Клецко знал, что в Крыму очень трудно было партизанить. Партизан ловили и гитлеровцы, и предатели.
Первое время крымские партизаны даже не имели связи с флотом и страной. Некоторые отряды, загнанные на голые скалы горных вершин, гибли от голода, зимних дождей и холодов. Только когда один из советских разведывательных самолетов разыскал небольшой отряд и совершил посадку на тесной горной площадке, они получили возможность связаться с командованием по радио.

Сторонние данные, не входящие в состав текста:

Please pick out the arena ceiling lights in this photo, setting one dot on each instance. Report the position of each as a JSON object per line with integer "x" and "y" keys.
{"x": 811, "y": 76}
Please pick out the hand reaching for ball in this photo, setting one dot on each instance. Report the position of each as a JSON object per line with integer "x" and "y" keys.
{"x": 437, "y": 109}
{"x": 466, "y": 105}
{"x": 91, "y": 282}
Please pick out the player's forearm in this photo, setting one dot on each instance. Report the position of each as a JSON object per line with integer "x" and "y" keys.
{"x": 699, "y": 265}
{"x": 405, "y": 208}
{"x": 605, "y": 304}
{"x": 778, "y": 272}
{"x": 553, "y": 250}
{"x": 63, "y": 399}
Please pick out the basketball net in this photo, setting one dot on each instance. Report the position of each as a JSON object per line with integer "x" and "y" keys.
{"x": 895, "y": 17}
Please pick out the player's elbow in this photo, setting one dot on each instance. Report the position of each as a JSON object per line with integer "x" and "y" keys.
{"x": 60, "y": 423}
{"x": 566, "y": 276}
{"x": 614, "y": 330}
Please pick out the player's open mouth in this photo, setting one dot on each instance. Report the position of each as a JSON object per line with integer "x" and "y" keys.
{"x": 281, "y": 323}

Клецко слышал от товарищей, что теперь у партизан построен тайный аэродром и что к ним регулярно летают самолеты. Но водой связь не удалось наладить. Гитлеровцы бдительно наблюдали за побережьем. Только нескольким морским охотникам в прошлом году темной осенней ночью удалось снять с прибрежных скал группу вконец истощенных, больных и израненных людей.
«Да, Крым нам не годится, — рассуждал про себя мичман. — Можно двигаться лишь на восток, к Тамани или Кавказу. Других путей для нас нет».
Склонявшееся на запад солнце слепило глаза. От зноя на одежде выступила соль. Восьмеркин с Чижеевым хотели было снять с себя тельняшки, чтобы на свободе позагорать, но Клецко погрозил им кулаком:
— Не сметь! Обгорите.
Друзья уселись рядом под тень паруса. Сеня шепнул Восьмеркину:
— Я ночью катер-торпеду видел. Помнишь, модель у Тремихача? Точная копия!
— Не к добру, Сеня, когда на вахте сны видят: к карцеру или к отсидке на гауптвахте.
— Да не во сне, вот чудак! Наяву, самый настоящий катер.
— А почему мичману не доложил?
— Он же, вроде тебя, не поверит и придерется: «На вахте, мол, что-то вам сны часто показывают. Чепуху всякую видите».
— Тогда к чему ты все?
— А к тому, что берег, наверное, близко. Скоро за нами «мессеры» гоняться будут. Лучше было бы на север идти, к партизанам…
И, как бы в подтверждение его слов, раздался предостерегающий голос боцмана:
— Слева гидросамолет!.. Вали мачту, ложись!
Друзья прижались к борту баркаса и стали следить за фашистским гидропланом.
Самолет, видимо, натолкнулся на маслянистое пятно, оставленное погибшей подводной лодкой, и искал других следов кораблекрушения. Заметив баркас, он сделал горку и с ревом пронесся над головами притаившихся моряков. Затем летчик начал виражить вокруг дрейфующего судна и показывать рукой на север. Но черноморцы не отвечали на его сигналы. Самолет улетел.